Université de Rennes 1
Computer science is focused on processing more and more data in order to answer more and more sophisticated questions. To meet this goal, and get smart systems, it is also well-recognized that knowledge of the domain, of the user, of the context, is the key. The department "Data and knowledge management' contributes to this challenging issue.
More precisely, the objectives are to propose new algorithms and data structures for efficiently storing, retrieving, visualizing the data;
- to define adequate knowledge representation languages, taking into account uncertainty and imprecision, by proposing adequate data types and reasoning modes;
- to propose methods to go from data to knowledge, enabling automatic acquisition and discovery of interesting patterns from large and often transient data;
- to keep data and knowledge in agreement when both are evolving along time, leading to update the model knowledge to fit the newly discovered data,
- or to act on the data producer (a system, a user…) to fit to the reference model; and finally to ensure the privacy of capitalized data and knowledge, point that is crucial at long term.
The tools for managing and exploiting data, acquiring knowledge must deal with a huge amount of information (e.g. genomic data), often dynamic (understanding and monitoring dynamic systems is a key task) and often uncertain/imprecise (sensor accuracy but also abstraction induced by modelling). The tools must be flexible enough and user-adapted, in order to help the user express his/her information needs in a natural way (for example by letting him/her specify preferences which involve vague terms from the natural language) and to provide him/her with answers which are as rich as possible.

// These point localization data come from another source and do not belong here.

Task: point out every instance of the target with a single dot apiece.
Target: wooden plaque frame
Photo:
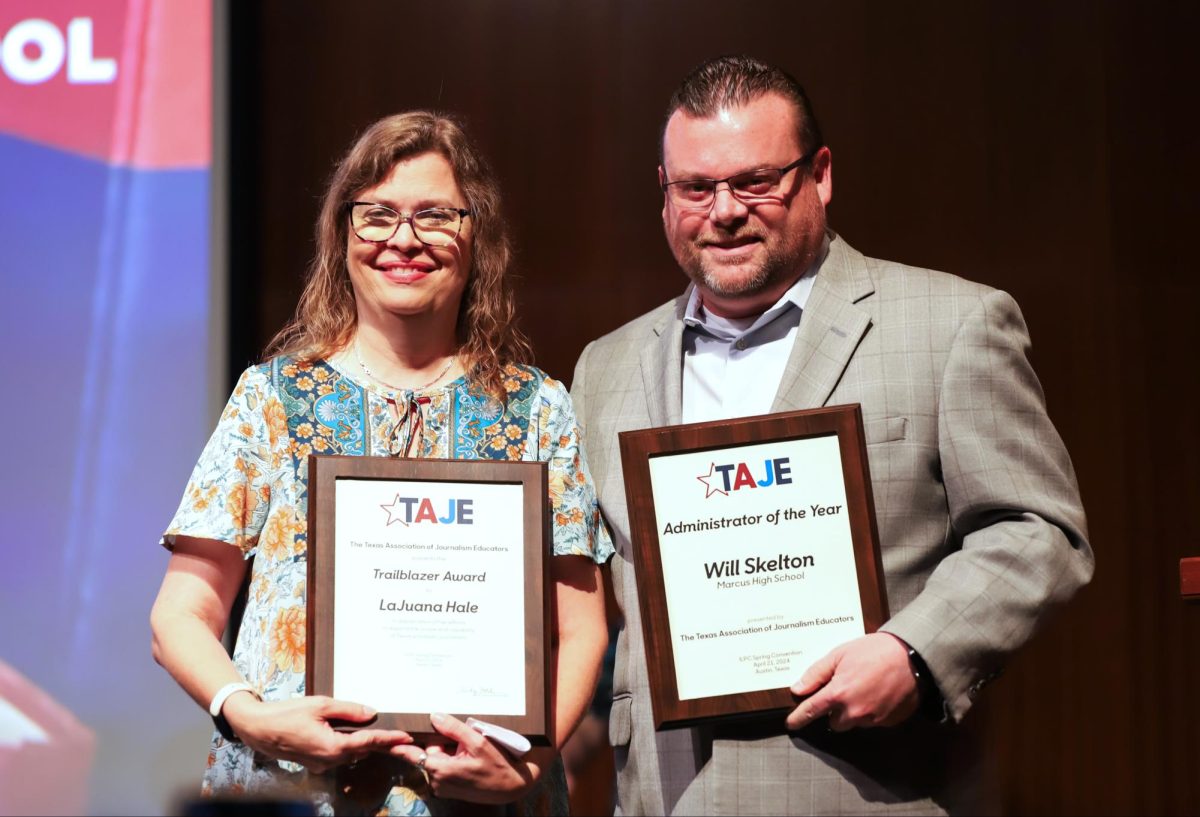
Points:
(636, 450)
(324, 470)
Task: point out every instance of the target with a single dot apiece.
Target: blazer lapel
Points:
(661, 360)
(831, 329)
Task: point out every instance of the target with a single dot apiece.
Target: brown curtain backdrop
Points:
(1044, 148)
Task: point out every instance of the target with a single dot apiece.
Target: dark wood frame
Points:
(637, 448)
(323, 473)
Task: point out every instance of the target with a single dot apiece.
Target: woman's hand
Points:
(299, 730)
(475, 769)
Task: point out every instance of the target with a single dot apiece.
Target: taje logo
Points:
(459, 511)
(737, 476)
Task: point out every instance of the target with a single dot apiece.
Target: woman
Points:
(403, 344)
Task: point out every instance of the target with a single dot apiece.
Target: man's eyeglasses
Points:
(436, 227)
(749, 187)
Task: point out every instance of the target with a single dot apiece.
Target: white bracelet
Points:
(226, 691)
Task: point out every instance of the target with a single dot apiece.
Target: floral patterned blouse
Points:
(250, 490)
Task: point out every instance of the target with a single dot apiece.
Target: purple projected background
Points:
(105, 317)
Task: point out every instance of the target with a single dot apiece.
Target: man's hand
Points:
(474, 769)
(867, 682)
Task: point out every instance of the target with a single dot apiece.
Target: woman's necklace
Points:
(371, 374)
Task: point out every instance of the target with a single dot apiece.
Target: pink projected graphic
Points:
(129, 83)
(106, 121)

The Irisa teams involved in the DKM department share interest and competency in these various aspects of data and knowledge management (complex data, uncertain data, large-scale data, evolutive knowledge, and flexible retrieval). The research group shares a common background and foundations as logic, constraint and logic programming, artificial intelligence techniques, learning and data mining symbolic tools.
The application domains are web search engines, intelligent transportation systems, geographical information systems, e-health, on-line diagnosis and repair of industrial services and of software systems; decision support systems for environmental issues; bioinformatics and genomics.